The small, ingestible voltaic cell is sustained by the acidic fluids in the stomach. (Credit: Diemut Strebe)
Researchers from MIT and Brigham and Women’s Hospital in the US have designed and developed an indigestible electronic device that is powered by stomach acid.
According to the team the system is able to generate enough power to run small sensors or drug delivery devices for extended periods of time, and could lead to novel ways of monitoring patient health and treating disease.
Ingestible medical devices are usually powered by small batteries, but these self-discharge over time and can pose safety risks for patients.

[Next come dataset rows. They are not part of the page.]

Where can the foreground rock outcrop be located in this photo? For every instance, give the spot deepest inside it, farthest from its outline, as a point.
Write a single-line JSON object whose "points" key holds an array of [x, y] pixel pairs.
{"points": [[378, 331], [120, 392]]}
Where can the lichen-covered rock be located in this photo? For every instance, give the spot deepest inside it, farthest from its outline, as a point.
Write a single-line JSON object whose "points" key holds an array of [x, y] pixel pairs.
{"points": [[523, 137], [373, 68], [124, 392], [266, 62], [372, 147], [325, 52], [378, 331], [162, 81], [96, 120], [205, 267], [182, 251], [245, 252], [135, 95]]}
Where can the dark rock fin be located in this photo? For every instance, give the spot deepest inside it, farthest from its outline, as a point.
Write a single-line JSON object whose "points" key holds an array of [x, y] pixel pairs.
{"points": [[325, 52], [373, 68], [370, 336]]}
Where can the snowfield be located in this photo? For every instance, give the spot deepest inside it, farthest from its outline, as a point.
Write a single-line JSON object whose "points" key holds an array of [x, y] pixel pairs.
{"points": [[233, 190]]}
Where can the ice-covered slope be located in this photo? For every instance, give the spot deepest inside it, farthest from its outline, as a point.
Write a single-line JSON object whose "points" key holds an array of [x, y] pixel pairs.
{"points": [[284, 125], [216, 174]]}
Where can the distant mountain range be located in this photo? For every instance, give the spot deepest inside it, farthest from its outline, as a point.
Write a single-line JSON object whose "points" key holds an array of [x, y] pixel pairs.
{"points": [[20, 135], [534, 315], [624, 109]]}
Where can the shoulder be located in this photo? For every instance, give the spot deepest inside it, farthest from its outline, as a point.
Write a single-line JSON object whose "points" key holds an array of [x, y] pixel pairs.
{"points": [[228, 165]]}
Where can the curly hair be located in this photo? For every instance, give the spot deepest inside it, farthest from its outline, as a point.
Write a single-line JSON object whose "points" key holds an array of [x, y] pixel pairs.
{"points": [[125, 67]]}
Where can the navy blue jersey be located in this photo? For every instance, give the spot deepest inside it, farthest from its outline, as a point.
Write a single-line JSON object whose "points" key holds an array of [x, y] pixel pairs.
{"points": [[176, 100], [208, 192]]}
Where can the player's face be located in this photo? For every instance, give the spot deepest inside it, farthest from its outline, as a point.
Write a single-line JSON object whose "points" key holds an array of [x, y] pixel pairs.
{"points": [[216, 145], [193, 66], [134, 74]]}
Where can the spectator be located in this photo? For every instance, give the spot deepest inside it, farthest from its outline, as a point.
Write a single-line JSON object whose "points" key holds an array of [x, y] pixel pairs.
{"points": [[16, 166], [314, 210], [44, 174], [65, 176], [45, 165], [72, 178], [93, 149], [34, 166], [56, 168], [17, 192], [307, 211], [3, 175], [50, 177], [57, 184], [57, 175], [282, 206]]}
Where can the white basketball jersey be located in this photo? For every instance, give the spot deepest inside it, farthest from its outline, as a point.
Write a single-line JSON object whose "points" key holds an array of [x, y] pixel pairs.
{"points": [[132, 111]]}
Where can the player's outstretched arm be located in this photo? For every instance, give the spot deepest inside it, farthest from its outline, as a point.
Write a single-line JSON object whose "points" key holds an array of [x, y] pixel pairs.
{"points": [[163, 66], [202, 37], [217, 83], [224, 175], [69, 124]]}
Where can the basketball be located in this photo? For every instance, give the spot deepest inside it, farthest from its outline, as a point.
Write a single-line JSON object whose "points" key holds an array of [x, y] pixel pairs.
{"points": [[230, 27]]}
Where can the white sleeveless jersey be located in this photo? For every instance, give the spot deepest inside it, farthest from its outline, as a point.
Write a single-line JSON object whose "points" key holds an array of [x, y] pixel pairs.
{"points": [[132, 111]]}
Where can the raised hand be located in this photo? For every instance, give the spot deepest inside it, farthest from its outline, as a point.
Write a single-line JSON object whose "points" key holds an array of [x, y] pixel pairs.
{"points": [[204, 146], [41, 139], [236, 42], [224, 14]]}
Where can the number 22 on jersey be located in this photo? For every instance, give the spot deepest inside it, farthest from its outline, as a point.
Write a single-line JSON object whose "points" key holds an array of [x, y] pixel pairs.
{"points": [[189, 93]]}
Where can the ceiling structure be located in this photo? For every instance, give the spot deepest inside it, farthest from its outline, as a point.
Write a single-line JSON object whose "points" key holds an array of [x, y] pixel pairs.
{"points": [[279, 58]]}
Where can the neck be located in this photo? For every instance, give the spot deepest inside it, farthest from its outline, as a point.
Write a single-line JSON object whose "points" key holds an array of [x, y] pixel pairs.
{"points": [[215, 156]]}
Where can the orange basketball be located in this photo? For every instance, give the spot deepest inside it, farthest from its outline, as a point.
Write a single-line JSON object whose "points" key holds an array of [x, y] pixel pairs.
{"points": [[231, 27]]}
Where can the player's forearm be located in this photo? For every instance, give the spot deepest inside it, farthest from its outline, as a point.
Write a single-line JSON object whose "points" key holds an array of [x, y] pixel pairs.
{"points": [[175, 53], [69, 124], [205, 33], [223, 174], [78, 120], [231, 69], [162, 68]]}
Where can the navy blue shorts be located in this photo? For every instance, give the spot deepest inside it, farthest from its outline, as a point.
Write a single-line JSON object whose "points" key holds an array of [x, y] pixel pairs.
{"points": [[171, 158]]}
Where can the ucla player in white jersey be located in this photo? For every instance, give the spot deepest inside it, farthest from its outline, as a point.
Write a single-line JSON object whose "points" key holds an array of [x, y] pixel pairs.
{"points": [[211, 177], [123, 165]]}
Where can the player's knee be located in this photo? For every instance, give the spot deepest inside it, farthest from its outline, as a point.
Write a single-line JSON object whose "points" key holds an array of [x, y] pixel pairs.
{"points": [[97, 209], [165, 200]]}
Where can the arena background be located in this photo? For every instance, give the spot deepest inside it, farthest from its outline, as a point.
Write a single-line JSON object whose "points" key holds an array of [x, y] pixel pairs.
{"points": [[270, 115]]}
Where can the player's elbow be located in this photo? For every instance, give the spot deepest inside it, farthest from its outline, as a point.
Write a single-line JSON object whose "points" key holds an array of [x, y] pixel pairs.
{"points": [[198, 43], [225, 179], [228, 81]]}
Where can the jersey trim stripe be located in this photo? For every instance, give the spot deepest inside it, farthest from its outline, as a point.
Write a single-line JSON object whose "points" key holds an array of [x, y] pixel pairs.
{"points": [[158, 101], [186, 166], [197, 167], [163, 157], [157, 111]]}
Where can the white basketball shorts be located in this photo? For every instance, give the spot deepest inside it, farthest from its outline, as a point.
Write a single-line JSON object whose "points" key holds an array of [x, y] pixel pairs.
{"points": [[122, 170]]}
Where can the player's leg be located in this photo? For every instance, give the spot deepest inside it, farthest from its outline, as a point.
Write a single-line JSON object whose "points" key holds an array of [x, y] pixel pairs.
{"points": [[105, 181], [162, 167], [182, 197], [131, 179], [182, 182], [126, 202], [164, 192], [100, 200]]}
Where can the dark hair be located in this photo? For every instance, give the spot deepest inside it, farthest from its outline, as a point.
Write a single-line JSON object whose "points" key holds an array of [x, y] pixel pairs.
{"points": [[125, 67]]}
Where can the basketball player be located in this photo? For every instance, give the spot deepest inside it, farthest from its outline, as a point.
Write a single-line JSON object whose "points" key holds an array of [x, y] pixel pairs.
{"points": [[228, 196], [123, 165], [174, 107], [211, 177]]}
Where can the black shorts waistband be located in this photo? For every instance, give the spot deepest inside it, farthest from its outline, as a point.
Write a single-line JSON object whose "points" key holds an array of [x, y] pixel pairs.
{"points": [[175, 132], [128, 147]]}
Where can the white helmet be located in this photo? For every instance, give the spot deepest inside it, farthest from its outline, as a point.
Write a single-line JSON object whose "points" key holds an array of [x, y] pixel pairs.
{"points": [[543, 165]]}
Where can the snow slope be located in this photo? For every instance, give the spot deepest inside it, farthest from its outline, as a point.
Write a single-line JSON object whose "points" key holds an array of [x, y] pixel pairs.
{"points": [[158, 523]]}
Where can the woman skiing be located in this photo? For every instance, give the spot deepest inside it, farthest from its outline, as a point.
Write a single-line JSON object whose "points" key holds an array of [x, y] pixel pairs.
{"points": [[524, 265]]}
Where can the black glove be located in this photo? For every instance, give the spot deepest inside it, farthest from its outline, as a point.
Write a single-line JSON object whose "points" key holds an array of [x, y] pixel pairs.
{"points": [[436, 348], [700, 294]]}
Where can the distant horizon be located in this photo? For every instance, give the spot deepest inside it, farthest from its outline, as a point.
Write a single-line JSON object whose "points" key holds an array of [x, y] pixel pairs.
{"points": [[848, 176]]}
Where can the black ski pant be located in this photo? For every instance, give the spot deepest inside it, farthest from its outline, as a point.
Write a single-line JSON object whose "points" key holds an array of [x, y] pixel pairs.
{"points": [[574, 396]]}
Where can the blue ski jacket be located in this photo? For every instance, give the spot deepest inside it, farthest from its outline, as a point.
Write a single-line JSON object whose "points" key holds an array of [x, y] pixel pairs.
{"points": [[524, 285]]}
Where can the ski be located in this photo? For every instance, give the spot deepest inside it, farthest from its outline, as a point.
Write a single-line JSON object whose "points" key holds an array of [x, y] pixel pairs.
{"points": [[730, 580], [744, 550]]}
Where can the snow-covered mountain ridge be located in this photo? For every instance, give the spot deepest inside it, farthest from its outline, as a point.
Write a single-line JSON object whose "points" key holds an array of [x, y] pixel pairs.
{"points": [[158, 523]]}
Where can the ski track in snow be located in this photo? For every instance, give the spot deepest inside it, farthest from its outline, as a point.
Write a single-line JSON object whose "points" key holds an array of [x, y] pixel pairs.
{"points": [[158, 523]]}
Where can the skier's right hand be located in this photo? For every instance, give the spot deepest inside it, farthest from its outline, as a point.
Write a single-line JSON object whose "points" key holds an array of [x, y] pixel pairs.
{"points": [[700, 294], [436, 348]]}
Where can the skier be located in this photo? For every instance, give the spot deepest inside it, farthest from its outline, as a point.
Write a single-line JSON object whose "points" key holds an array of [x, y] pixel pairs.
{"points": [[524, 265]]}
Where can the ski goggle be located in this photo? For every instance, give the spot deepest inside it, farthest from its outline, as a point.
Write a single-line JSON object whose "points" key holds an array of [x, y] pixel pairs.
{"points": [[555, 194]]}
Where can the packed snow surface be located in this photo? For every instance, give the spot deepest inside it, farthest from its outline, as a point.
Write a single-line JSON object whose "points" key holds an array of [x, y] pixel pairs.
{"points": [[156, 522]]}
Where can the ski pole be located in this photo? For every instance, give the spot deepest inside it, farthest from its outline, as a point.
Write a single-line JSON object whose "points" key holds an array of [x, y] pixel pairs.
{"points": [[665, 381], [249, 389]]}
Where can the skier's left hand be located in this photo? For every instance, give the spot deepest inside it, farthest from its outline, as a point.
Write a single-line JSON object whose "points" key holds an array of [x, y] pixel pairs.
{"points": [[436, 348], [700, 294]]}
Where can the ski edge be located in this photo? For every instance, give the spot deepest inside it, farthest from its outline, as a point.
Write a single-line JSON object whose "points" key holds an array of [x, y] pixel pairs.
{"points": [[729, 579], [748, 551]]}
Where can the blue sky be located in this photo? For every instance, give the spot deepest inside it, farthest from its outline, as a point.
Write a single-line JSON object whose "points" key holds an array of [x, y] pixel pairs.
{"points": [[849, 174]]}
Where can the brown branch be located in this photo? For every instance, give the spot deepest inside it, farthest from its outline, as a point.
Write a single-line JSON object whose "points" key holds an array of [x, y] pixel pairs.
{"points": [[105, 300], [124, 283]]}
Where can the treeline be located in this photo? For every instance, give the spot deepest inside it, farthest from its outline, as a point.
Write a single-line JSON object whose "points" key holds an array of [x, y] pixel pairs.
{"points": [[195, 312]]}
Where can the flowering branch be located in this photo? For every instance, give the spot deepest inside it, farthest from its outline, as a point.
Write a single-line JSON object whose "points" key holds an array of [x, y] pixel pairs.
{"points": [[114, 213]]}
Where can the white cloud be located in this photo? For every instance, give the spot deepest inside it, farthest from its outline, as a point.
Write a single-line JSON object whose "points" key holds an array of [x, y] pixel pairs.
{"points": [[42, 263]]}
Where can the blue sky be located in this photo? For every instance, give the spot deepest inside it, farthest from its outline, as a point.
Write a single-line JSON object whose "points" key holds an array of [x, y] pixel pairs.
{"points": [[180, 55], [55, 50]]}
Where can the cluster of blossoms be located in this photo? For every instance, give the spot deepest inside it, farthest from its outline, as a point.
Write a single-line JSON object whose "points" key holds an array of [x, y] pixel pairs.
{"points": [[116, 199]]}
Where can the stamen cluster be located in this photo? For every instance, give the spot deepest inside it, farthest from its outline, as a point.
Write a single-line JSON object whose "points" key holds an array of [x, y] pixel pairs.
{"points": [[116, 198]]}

In an effort to develop an alternative approach the team took their initial inspiration from the so-called lemon battery, a simple voltaic cell consisting of two electrodes stuck in a lemon. The citric acid in the lemon carries a small electric current between the two electrodes.
To replicate that strategy, the researchers attached zinc and copper electrodes to the surface of their ingestible sensor. The zinc emits ions into the acid in the stomach to power the voltaic circuit, generating enough energy to power a commercial temperature sensor and a 900-megahertz transmitter.
In tests in pigs, the devices took an average of six days to travel through the digestive tract. While in the stomach, the voltaic cell produced enough energy to power a temperature sensor and to wirelessly transmit the data to a base station located 2 meters away, with a signal sent every 12 seconds.
Once the device moved into the small intestine, which is less acidic than the stomach, the cell generated only about 1/100 of what it produced in the stomach.
The current prototype of the device is a cylinder about 40 millimetres long and 12 millimetres in diameter, but the researchers anticipate that they could make the capsule about one-third that size by building a customised integrated circuit that would carry the energy harvester, transmitter, and a small microprocessor.
Once the researchers miniaturise the device, they anticipate adding other types of sensors and developing it for applications such as long-term monitoring of vital signs. “You could have a self-powered pill that would monitor your vital signs from inside for a couple of weeks, and you don’t even have to think about it. It just sits there making measurements and transmitting them to your phone,” said MIT postdoc Phillip Nadeau, lead author of a paper on the work, which appears in the Feb. 6 issue of Nature Biomedical Engineering.